Monthly active users

2 months ago

Last modified

What it does

You give it a start URL; the actor crawls the start page (and optionally same-host internal links up to a depth N), gathers every <a href>, and probes each one with HEAD (falling back to GET when servers reject HEAD). Records are emitted only for links that fail.

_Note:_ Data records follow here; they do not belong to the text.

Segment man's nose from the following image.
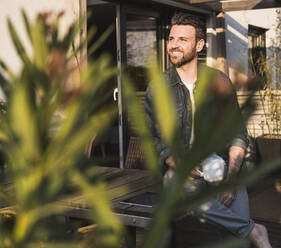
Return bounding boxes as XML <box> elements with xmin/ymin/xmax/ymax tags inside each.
<box><xmin>170</xmin><ymin>39</ymin><xmax>179</xmax><ymax>49</ymax></box>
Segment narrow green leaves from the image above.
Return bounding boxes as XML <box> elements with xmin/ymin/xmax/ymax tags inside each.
<box><xmin>31</xmin><ymin>19</ymin><xmax>48</xmax><ymax>71</ymax></box>
<box><xmin>0</xmin><ymin>71</ymin><xmax>11</xmax><ymax>98</ymax></box>
<box><xmin>10</xmin><ymin>82</ymin><xmax>40</xmax><ymax>162</ymax></box>
<box><xmin>88</xmin><ymin>24</ymin><xmax>115</xmax><ymax>56</ymax></box>
<box><xmin>0</xmin><ymin>11</ymin><xmax>122</xmax><ymax>247</ymax></box>
<box><xmin>7</xmin><ymin>18</ymin><xmax>30</xmax><ymax>66</ymax></box>
<box><xmin>122</xmin><ymin>75</ymin><xmax>160</xmax><ymax>175</ymax></box>
<box><xmin>21</xmin><ymin>10</ymin><xmax>32</xmax><ymax>45</ymax></box>
<box><xmin>148</xmin><ymin>59</ymin><xmax>177</xmax><ymax>147</ymax></box>
<box><xmin>62</xmin><ymin>22</ymin><xmax>79</xmax><ymax>51</ymax></box>
<box><xmin>72</xmin><ymin>170</ymin><xmax>123</xmax><ymax>248</ymax></box>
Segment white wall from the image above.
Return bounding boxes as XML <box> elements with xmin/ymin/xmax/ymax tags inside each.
<box><xmin>225</xmin><ymin>9</ymin><xmax>281</xmax><ymax>137</ymax></box>
<box><xmin>0</xmin><ymin>0</ymin><xmax>80</xmax><ymax>75</ymax></box>
<box><xmin>225</xmin><ymin>8</ymin><xmax>281</xmax><ymax>83</ymax></box>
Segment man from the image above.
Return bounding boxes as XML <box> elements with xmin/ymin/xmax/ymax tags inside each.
<box><xmin>144</xmin><ymin>12</ymin><xmax>271</xmax><ymax>248</ymax></box>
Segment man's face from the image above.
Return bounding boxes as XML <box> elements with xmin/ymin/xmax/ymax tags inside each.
<box><xmin>167</xmin><ymin>25</ymin><xmax>198</xmax><ymax>67</ymax></box>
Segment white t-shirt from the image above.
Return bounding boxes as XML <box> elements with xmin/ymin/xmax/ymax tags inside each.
<box><xmin>182</xmin><ymin>79</ymin><xmax>196</xmax><ymax>145</ymax></box>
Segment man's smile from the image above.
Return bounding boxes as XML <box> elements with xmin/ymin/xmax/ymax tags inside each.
<box><xmin>170</xmin><ymin>51</ymin><xmax>182</xmax><ymax>56</ymax></box>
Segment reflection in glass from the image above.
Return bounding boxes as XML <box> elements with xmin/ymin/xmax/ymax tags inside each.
<box><xmin>126</xmin><ymin>15</ymin><xmax>158</xmax><ymax>91</ymax></box>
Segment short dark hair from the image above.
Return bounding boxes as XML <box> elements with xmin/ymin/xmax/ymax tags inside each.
<box><xmin>170</xmin><ymin>12</ymin><xmax>206</xmax><ymax>41</ymax></box>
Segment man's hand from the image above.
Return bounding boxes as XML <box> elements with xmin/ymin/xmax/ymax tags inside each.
<box><xmin>190</xmin><ymin>166</ymin><xmax>204</xmax><ymax>179</ymax></box>
<box><xmin>217</xmin><ymin>190</ymin><xmax>235</xmax><ymax>206</ymax></box>
<box><xmin>165</xmin><ymin>156</ymin><xmax>176</xmax><ymax>169</ymax></box>
<box><xmin>165</xmin><ymin>157</ymin><xmax>203</xmax><ymax>180</ymax></box>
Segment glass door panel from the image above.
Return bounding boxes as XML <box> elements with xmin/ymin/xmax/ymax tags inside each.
<box><xmin>87</xmin><ymin>2</ymin><xmax>163</xmax><ymax>168</ymax></box>
<box><xmin>123</xmin><ymin>11</ymin><xmax>161</xmax><ymax>167</ymax></box>
<box><xmin>126</xmin><ymin>14</ymin><xmax>159</xmax><ymax>91</ymax></box>
<box><xmin>87</xmin><ymin>1</ymin><xmax>120</xmax><ymax>166</ymax></box>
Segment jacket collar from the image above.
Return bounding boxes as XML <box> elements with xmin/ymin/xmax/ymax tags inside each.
<box><xmin>165</xmin><ymin>64</ymin><xmax>208</xmax><ymax>87</ymax></box>
<box><xmin>164</xmin><ymin>66</ymin><xmax>182</xmax><ymax>86</ymax></box>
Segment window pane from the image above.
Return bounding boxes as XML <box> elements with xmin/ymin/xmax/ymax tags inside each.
<box><xmin>126</xmin><ymin>15</ymin><xmax>158</xmax><ymax>91</ymax></box>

The dataset is never empty — even a perfectly-clean site gets a final summary record with run statistics.

Input

Field	Type	Default	Description
`startUrl`	string (required)	`https://apify.com`	Page to start crawling from. Must be `http://` or `https://`.
`maxCrawlDepth`	integer	`1` (0–5)	0 = check links on start URL only; 1+ = follow internal links one level and check theirs too.
`maxPages`	integer	`50` (1–5000)	Hard cap on pages crawled.
`checkExternalLinks`	boolean	`true`	Also probe links that leave the start URL's host.
`verifyWithProxy`	boolean	`true`	When a link returns `401 / 403 / 405 / 429 / 451` (typical anti-bot signals), retry once via Apify residential proxy. If the proxy retry succeeds the link is treated as OK — eliminates false positives from sites that block datacenter IPs (G2, Capterra, etc.). Turn off to skip the retry pass.
`maxConcurrency`	integer	`10` (1–50)	Concurrent HEAD/GET requests during the check phase.
`userAgent`	string (optional)	(Chrome 131)	Override only if a target server filters by UA.

Example input

{
  "startUrl": "https://apify.com",
  "maxCrawlDepth": 1,
  "maxPages": 50,
  "checkExternalLinks": true,
  "maxConcurrency": 10
}

Output

Broken-link record (one per failure)

{
  "url": "https://example.com/old-blog-post",
  "sourcePage": "https://apify.com/blog/index",
  "anchorText": "Read more",
  "linkType": "external",
  "linkDomain": "example.com",
  "isExternalLink": true,
  "httpStatus": 404,
  "errorReason": "not_found",
  "proxyRecheckStatus": 404,
  "scrapedAt": "2024-12-16T14:23:11+00:00"
}

Summary record (always emitted last)

{
  "_recordType": "summary",
  "startUrl": "https://apify.com",
  "pagesCrawled": 12,
  "linksDiscovered": 480,
  "linksChecked": 480,
  "brokenCount": 3,
  "okCount": 477,
  "breakdown": {"not_found": 2, "server_error": 1},
  "maxCrawlDepth": 1,
  "checkExternalLinks": true,
  "scrapedAt": "2024-12-16T14:23:18+00:00"
}

Output fields

url — the broken link's absolute URL.
sourcePage — page where the link was first discovered.
anchorText — visible text of the <a> element (when present).
linkType — "internal" (same host as start URL) or "external".
linkDomain — derived hostname of the broken url (lowercase, includes any port).
isExternalLink — derived boolean: true when the broken link's host differs from sourcePage's host.
httpStatus — HTTP status code (omitted for network errors / timeouts).
errorReason — one of:
- not_found (404), gone (410), forbidden (403), unauthorized (401), server_error (5xx), client_error_<NNN> (other 4xx)
- timeout, dns_error, connection_refused, tls_error, redirect_loop, network_error
proxyRecheckStatus — only present when verifyWithProxy: true triggered a retry. Shows the status returned via residential proxy (use this to distinguish real broken links from anti-bot blocks).
scrapedAt — ISO-8601 timestamp.

Use cases

SEO audits — every broken link costs link equity and damages user trust.
Site migration validation — after a CMS move, find the URLs that didn't get redirected.
Editorial QA — catch dead links in blog content, reference pages, footer navigation.
Internal-tools health — spot broken links to deprecated wikis, retired tools, expired SSO redirects.

FAQ

Does it need a proxy? For the bulk crawl, no — the actor uses curl_cffi with a Chrome User-Agent from a datacenter IP. Optionally, when verifyWithProxy: true (default), any link that returns 401 / 403 / 405 / 429 / 451 is retried once via Apify residential proxy. If that retry succeeds, the link is treated as OK — this eliminates the false positives that used to surface from sites like G2, Capterra, or rate-limited APIs. The retried status is surfaced as proxyRecheckStatus so you can see both checks.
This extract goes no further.